Forum Moderators: bakedjake
Opera, which recently launched its Small-Screen Rendering technology designed to make it easy to read standard Web pages on "smart phones," last week said it would never offer a version for Microsoft-powered devices such as the Orange SPV.
Microsoft is just getting geared up for this market and the hardware is just now coming up to a level of usability ms can work with. MS is at the same point with the handheld market that they were with Win 3.1 in 94. The hardware and software are coming together along with the MS marketing machine.
It doesn't take a degree in computer history to realize MS is going to do for handhelds what they did for word pros, spreadsheets, operating systems, and are doing with video.
MS will _own_ the handheld market within 3 years. Only those companies developing for that platform (pocketpc/phone) will be contenders.
Right now, the second tier handhelp browsers are NetFront and eventually Mozilla. Opera isn't even a consideration at this point and here they are saying they won't develop for PocketPC/Phone?

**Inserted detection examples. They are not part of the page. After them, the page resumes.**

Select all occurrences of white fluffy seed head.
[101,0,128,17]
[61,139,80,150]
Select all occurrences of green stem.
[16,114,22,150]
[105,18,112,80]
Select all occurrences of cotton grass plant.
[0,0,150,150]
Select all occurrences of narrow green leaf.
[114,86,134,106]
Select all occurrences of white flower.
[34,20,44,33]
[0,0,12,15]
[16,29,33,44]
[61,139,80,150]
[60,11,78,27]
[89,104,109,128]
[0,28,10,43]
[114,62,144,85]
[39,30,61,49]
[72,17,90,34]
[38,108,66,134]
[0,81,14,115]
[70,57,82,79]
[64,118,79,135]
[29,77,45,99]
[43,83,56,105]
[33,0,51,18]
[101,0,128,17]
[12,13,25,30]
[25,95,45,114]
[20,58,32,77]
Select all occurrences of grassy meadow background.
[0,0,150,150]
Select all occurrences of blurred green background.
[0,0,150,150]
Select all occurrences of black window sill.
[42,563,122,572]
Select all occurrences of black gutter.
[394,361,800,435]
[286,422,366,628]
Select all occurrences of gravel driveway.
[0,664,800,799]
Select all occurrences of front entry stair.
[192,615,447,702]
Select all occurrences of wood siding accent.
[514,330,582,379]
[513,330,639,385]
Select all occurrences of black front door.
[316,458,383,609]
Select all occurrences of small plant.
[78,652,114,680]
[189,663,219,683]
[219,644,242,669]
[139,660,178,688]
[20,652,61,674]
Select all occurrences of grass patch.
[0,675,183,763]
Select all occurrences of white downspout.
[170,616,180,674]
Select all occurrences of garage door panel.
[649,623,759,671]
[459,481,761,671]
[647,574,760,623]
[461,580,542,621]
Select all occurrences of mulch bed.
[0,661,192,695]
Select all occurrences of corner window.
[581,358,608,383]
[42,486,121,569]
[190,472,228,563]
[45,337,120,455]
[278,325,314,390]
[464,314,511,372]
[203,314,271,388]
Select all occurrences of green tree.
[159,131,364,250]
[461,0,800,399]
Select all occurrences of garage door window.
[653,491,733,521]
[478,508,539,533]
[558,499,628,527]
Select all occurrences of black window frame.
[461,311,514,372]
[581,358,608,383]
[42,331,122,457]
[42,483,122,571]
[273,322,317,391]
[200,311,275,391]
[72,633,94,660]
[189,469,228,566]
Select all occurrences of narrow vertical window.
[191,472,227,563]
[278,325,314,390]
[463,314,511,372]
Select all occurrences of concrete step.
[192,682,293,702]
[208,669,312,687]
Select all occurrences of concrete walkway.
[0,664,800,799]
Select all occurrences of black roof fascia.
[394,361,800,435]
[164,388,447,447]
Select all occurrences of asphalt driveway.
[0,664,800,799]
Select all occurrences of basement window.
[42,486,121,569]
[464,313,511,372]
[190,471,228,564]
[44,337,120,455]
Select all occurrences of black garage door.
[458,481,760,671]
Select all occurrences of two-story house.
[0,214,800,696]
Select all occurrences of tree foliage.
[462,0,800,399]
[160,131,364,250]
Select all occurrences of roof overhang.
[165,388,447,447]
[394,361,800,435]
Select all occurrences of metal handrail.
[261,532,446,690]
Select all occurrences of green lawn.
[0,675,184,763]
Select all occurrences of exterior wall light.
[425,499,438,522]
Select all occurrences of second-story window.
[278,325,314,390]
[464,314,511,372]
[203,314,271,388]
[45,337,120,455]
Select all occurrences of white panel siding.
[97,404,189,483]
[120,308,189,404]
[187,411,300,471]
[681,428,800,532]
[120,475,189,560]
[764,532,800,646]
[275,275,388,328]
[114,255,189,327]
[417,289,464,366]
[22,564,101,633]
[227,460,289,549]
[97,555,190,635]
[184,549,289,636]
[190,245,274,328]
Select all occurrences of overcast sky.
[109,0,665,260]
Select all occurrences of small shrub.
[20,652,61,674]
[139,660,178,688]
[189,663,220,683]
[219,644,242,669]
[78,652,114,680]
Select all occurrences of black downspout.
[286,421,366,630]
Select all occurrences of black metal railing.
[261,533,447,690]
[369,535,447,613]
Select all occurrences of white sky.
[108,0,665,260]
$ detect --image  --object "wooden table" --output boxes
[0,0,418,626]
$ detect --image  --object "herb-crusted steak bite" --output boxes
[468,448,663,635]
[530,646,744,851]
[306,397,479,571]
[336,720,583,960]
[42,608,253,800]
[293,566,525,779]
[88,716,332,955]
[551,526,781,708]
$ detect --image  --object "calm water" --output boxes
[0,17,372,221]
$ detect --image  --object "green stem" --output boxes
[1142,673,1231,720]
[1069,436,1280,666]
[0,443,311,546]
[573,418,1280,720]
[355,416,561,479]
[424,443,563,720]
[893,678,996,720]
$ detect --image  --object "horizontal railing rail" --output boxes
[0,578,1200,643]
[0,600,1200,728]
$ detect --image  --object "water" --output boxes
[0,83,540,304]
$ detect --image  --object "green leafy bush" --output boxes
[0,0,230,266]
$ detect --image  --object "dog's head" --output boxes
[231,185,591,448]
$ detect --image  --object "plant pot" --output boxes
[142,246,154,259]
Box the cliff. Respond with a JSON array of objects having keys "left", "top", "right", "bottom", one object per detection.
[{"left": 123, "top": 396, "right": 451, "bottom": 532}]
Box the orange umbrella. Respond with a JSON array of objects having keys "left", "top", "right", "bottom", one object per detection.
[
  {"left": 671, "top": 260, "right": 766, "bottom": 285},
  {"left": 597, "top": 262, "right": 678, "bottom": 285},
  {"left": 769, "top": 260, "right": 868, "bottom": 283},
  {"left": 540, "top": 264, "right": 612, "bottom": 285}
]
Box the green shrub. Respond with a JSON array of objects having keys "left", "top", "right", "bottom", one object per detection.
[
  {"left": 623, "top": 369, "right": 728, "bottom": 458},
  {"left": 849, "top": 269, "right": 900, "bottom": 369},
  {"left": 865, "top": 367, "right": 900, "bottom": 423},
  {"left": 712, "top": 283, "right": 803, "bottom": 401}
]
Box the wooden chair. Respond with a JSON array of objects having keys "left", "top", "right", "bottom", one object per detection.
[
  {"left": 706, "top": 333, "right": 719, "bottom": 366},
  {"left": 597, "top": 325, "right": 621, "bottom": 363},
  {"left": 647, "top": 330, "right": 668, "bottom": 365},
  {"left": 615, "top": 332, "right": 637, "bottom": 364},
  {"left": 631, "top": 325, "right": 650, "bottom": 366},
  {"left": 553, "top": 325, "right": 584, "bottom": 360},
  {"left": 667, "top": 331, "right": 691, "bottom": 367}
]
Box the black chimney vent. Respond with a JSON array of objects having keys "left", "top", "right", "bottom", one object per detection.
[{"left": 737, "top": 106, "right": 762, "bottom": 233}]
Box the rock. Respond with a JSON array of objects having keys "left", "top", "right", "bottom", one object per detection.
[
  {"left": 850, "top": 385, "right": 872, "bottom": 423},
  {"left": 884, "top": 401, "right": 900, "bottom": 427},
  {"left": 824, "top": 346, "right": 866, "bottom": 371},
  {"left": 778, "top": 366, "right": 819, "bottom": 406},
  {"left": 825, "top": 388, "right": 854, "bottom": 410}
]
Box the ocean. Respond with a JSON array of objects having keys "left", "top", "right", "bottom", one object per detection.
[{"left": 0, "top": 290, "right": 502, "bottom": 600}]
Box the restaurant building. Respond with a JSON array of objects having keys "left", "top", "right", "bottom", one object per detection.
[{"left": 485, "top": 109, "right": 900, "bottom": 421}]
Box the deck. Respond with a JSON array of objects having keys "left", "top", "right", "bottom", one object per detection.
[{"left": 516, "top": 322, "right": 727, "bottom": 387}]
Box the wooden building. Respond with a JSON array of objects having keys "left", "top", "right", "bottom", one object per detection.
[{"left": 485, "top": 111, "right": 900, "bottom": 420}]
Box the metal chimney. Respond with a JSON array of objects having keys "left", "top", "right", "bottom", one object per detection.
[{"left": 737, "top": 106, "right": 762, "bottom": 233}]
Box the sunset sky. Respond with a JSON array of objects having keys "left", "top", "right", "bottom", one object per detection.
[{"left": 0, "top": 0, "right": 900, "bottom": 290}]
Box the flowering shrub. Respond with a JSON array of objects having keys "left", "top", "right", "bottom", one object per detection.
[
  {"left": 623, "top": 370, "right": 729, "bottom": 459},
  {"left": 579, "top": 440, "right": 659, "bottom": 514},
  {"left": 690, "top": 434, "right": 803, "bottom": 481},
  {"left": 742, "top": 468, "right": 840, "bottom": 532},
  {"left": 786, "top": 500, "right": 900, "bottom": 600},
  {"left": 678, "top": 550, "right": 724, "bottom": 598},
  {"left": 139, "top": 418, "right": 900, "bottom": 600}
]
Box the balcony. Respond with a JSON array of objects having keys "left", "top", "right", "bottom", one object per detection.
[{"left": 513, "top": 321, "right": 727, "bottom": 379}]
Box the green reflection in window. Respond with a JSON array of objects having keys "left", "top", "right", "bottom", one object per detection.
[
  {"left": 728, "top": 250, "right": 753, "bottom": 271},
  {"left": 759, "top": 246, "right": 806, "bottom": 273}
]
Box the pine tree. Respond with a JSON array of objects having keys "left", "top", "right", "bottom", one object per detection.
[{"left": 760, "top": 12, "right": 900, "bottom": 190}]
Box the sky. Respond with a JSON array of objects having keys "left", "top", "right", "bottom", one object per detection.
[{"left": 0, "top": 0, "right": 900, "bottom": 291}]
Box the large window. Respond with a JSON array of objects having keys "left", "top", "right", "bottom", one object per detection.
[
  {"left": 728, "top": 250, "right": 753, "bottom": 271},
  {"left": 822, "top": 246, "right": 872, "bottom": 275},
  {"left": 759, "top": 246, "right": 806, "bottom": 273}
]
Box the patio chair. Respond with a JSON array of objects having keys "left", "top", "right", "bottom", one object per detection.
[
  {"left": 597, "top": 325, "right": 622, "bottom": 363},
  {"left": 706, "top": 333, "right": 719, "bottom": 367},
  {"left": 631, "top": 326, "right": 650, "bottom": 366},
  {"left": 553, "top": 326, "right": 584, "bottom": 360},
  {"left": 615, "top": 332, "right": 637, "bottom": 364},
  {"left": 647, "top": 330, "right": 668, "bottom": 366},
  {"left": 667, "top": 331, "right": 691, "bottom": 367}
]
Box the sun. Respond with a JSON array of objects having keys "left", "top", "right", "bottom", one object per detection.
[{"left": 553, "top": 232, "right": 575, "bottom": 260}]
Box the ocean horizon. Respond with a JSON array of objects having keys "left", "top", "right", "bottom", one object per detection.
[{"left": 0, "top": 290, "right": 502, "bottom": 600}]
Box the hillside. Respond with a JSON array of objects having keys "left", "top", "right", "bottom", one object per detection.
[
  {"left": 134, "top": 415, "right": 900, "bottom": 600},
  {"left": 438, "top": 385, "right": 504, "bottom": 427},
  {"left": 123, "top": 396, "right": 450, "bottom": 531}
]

What's worse is you pick up a Nokia communicator with Opera running, and I can't even find the Opera name on it anywhere. It's like symbian co-opted Opera - no one knows about it, and consequently cares about it.
Opera doesn't need to be on WinCE devices - Opera needs to be on ALL devices. They can't afford to write off one-two devices here and there. By not developing a browser for PocketPC, they aren't hurting MS, they are only ceeding that market to them, and only hurting their own marketing efforts.